The guitarist’s absence is felt, as both a player and producer/sounding board, on a collection that only occasionally ripples with the surly attitude of yore. Ronno isn’t entirely out of the picture, though; one of the album’s all-too-infrequent highlights, the whispered ballad Michael Picasso, is a touching eulogy to a fallen comrade (‘People used to stare at the spider with the platinum hair/They thought you were immortal’).

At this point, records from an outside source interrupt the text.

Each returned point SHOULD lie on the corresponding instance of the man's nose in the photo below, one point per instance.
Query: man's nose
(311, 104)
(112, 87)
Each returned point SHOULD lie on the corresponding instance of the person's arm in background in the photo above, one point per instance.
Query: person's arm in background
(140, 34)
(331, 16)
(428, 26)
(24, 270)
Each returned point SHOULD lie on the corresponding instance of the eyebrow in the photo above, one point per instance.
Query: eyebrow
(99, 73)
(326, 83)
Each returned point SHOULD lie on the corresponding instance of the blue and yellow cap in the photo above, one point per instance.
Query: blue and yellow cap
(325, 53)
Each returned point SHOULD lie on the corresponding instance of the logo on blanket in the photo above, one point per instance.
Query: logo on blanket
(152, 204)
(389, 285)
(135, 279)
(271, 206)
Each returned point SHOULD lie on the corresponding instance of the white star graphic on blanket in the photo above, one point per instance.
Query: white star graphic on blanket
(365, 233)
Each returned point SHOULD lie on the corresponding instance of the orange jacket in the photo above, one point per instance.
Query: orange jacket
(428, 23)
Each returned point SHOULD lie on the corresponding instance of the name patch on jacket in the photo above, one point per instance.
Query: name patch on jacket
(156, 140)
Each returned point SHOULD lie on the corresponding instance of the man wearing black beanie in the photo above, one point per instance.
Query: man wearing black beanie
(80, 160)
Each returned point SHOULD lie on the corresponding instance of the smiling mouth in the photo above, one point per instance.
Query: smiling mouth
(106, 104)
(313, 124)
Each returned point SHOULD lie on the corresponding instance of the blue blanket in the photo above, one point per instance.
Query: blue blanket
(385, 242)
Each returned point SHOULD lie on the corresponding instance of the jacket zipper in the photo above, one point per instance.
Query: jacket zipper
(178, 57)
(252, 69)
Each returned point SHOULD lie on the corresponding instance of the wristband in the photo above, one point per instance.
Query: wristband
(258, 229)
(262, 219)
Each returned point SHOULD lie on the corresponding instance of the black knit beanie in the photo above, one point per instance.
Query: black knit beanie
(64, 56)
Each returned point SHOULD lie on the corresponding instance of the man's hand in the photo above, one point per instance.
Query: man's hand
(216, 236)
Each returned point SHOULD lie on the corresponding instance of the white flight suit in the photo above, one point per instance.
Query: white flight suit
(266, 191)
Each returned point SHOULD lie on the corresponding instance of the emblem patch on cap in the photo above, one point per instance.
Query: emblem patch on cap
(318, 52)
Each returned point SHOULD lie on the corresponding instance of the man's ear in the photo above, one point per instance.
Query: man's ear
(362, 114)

Most of the time, sadly, Hunter appears to be on autopilot; although the wit and cynicism of his lyrics is still in place they’re largely couched in workmanlike riffing and pedestrian melodies. The harmonica wail and bluesy strut of Something To Believe In finds him at (almost) full throttle, like Springsteen saddling up with the Stones, and the barrow-boy snarl of the title track recalls Mott The Hoople’s early years on Island Records.
The other side of the coin is represented by the stuttering, uncertain funk of Skeletons (In Your Closet) and the plodding bombast of Walk On Water. It wouldn’t be until 2001’s Rant that Hunter was once again fully in possession of the lippy confidence that informs his best work; here it’s largely the sound of a man treading water.